The Museum of the Bible in Washington, DC, will return a rare 10th-11th-century hand-written gospel manuscript to the Kosinitza Monastery in northern Greece. The document was looted from the site by Bulgarian troops during the first world war. The museum informed the office of office of Ecumenical Patriarch Bartholomew I, the world leader of the Eastern Orthodox Church that they have the rare document, and offered to return it

According to the Athens-Macedonian News Agency, the patriarch has permitted the museum to display the work until October 2021, and loaned it three more manuscripts as a gesture of gratitude for the gospels’ return.

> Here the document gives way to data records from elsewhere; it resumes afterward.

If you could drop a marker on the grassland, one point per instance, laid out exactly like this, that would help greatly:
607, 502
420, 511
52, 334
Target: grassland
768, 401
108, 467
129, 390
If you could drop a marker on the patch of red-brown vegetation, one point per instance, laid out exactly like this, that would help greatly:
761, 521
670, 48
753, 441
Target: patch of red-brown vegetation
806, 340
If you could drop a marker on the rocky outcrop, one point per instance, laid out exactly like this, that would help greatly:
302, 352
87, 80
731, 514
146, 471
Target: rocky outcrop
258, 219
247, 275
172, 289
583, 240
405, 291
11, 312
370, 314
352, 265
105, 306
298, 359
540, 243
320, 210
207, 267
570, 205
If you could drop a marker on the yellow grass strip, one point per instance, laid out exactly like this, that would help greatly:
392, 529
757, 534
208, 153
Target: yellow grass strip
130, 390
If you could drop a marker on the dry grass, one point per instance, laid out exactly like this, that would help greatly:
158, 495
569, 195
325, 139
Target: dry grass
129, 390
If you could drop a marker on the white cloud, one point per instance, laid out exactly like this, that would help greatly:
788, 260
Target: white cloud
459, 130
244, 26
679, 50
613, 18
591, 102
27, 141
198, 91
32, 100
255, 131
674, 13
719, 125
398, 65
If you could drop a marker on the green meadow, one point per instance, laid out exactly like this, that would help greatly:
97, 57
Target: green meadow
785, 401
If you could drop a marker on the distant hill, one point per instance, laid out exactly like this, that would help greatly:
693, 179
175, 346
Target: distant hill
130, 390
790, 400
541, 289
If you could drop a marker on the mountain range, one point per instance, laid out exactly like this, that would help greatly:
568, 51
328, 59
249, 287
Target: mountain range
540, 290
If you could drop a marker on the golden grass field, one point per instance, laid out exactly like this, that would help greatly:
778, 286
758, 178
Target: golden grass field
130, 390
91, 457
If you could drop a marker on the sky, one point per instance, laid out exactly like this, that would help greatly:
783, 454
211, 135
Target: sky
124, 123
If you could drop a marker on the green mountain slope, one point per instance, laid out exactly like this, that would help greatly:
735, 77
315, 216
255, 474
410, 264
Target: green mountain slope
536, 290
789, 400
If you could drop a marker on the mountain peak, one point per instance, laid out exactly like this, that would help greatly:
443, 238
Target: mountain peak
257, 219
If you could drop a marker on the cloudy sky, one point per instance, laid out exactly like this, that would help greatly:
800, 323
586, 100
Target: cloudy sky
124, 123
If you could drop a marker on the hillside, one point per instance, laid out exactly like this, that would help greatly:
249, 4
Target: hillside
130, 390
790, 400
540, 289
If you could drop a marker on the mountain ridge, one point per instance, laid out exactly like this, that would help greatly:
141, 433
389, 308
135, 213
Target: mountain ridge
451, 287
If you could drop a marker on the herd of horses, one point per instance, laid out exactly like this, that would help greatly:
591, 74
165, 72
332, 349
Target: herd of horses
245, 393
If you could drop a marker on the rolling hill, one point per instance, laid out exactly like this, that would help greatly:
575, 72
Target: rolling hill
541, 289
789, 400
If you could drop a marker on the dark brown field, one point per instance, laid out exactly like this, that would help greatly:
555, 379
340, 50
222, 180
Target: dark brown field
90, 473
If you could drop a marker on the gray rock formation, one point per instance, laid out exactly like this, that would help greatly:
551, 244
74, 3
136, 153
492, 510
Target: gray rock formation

In recent years, the Museum of the Bible’s collection, originally owned by the Green family in Oklahoma City, founders of the arts and crafts chain Hobby Lobby, has been found to hold many objects that were smuggled out of their countries of origin or brought into the US improperly. The museum, which opened in 2017 in a massive former refrigerated warehouse south of the National Mall, has started to more thoroughly investigate its collection and has returned other antiquities. Now closed, the museum had a pre-pandemic attendance of one million visitors per year.
The Eikosiphoinissa Manuscript 220 was among 431 manuscripts and 470 other works pillaged from the monastery’s library, including icons, vestments and liturgical objects.